The second satirical direction of Mayakovsky’s poetry is clearly expressed in the poems “About Rubbish” and “Sitting Around.” These two poems first voiced the theme of denouncing philistinism and bureaucracy. In the first of them, the poet depicts two representatives of the “modernized”: a bourgeois employee who has “built” himself a “cozy office” in one of the Soviet institutions, and his wife, “Comrade Nadya.” Mayakovsky showed two of the most characteristic features of the new philistinism. On the one hand, the dreams of ordinary people do not go beyond personal enrichment, and on the other, the tradesman, while remaining an owner, strives to create the appearance of a person in modern Soviet society. The finale of the poem is filled with the poet’s “menacing laughter,” branding philistinism through the lips of the revived K. Marx: “... Quickly turn the heads of the canaries so that communism is not beaten by the canaries!”

In the poem “Seated,” the poet exposes the bench bustle of bureaucrats who are simply torn between all kinds of meetings, but in fact do nothing useful. At the end, Mayakovsky calls for another meeting “regarding the eradication of all meetings.”

Mayakovsky's satire is also diverse in terms of genre. In the pre-revolutionary period, it was represented by the so-called “hymns”, denouncing the existing system. After October 1917, the poet developed a new genre - the poetic satirical feuilleton, with its inherent sharpness of images and some of their individualization. Most of the poems of the 20s were written in this genre. The poems of the foreign cycle are a lyric-epic narrative, which is based on an episode from real life. The works of the playwright Mayakovsky, such as his plays such as “Bathhouse” and “The Bedbug”, also acquire a satirical sound.

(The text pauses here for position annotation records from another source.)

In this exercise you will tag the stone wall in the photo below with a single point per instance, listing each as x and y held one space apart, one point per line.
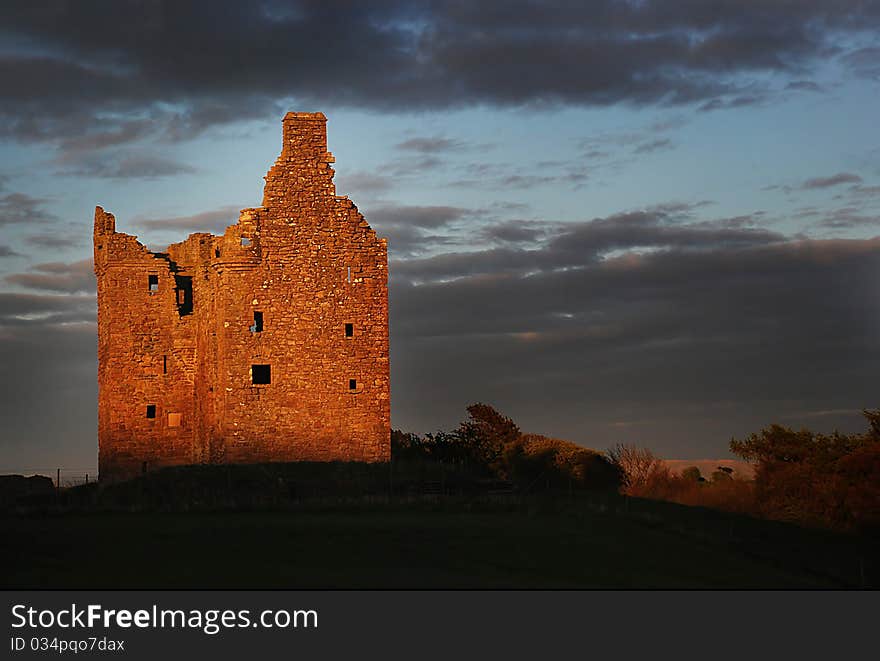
186 341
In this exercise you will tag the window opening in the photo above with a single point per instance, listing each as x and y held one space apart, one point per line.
184 294
261 374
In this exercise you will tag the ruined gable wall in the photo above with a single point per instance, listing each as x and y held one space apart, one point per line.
145 357
311 266
319 267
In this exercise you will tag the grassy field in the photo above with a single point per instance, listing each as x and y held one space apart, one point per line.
413 546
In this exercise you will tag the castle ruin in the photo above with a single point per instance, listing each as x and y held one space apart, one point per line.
269 343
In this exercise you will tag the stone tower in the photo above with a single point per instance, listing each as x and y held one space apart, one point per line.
269 343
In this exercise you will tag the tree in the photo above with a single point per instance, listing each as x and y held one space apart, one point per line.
816 478
638 466
692 474
488 435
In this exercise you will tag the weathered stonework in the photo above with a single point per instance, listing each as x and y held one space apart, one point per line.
299 284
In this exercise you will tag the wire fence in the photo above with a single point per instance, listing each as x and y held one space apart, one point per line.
61 477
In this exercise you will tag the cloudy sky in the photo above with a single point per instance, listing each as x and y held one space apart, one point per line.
616 221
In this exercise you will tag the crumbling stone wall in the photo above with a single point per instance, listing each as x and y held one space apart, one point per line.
294 294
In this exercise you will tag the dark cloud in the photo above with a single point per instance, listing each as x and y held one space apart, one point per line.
364 182
714 330
18 208
804 85
864 62
849 218
430 145
103 73
581 244
738 101
833 180
43 310
504 176
54 241
77 277
660 144
419 216
412 230
121 165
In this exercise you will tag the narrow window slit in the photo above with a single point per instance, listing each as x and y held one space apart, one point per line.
184 294
261 374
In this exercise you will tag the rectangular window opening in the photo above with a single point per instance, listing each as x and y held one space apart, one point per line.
261 374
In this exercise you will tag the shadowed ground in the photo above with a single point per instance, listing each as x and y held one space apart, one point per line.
384 547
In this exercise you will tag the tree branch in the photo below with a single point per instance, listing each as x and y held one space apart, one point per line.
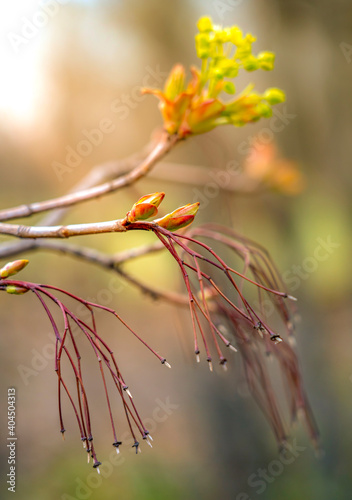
113 262
20 231
164 145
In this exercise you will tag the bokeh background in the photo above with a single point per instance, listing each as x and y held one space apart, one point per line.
64 72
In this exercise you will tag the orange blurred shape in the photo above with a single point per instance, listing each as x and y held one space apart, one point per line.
264 165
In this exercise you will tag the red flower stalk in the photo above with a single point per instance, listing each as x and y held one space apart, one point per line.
216 308
67 345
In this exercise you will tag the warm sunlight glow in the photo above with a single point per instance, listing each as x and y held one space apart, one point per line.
23 30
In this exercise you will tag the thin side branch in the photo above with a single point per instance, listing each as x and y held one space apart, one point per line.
164 145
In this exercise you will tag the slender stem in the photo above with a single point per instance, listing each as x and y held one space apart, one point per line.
163 146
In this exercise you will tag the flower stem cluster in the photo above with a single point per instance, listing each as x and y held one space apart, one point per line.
195 107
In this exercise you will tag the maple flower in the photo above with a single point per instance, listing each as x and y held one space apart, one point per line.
195 107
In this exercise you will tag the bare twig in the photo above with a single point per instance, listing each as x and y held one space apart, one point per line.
164 145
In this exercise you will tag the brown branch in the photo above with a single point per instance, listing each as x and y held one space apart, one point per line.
21 231
113 262
163 146
100 173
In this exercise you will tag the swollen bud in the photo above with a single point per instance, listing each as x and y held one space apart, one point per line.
12 268
145 207
16 289
181 217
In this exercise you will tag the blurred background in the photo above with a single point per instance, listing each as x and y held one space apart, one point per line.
66 67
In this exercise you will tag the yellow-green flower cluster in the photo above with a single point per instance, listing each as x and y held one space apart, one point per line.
195 107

There is no doubt that Mayakovsky’s satire also stands out for its artistic originality. The poet's favorite technique for depicting objects of sarcasm and jokes is the grotesque, based on the extreme hyperbolization of images. In the poem “The Satisfied”, the grotesque picture of a meeting of “people of halves” not only evokes cheerful laughter, but also emphasizes the reality - the infinity of stupid meetings. Grotesqueness is manifested both in the thirty-meter-long tongue of a suck-up, who “licks the hand” of his superiors (the poem “The Suck-Up”), and in the meter-long ear of a coward (the poem “Coward”), which catches all the remarks of the authorities, etc.

Thus, we can conclude that Mayakovsky’s satire is very unique in thematic, artistic and genre terms. Moreover, the communist party spirit with which it is permeated, its frank journalisticism and agitation, combined with the life-like authenticity and significance of the problems posed in it, determine the innovative nature of the entire satirical work of the poet.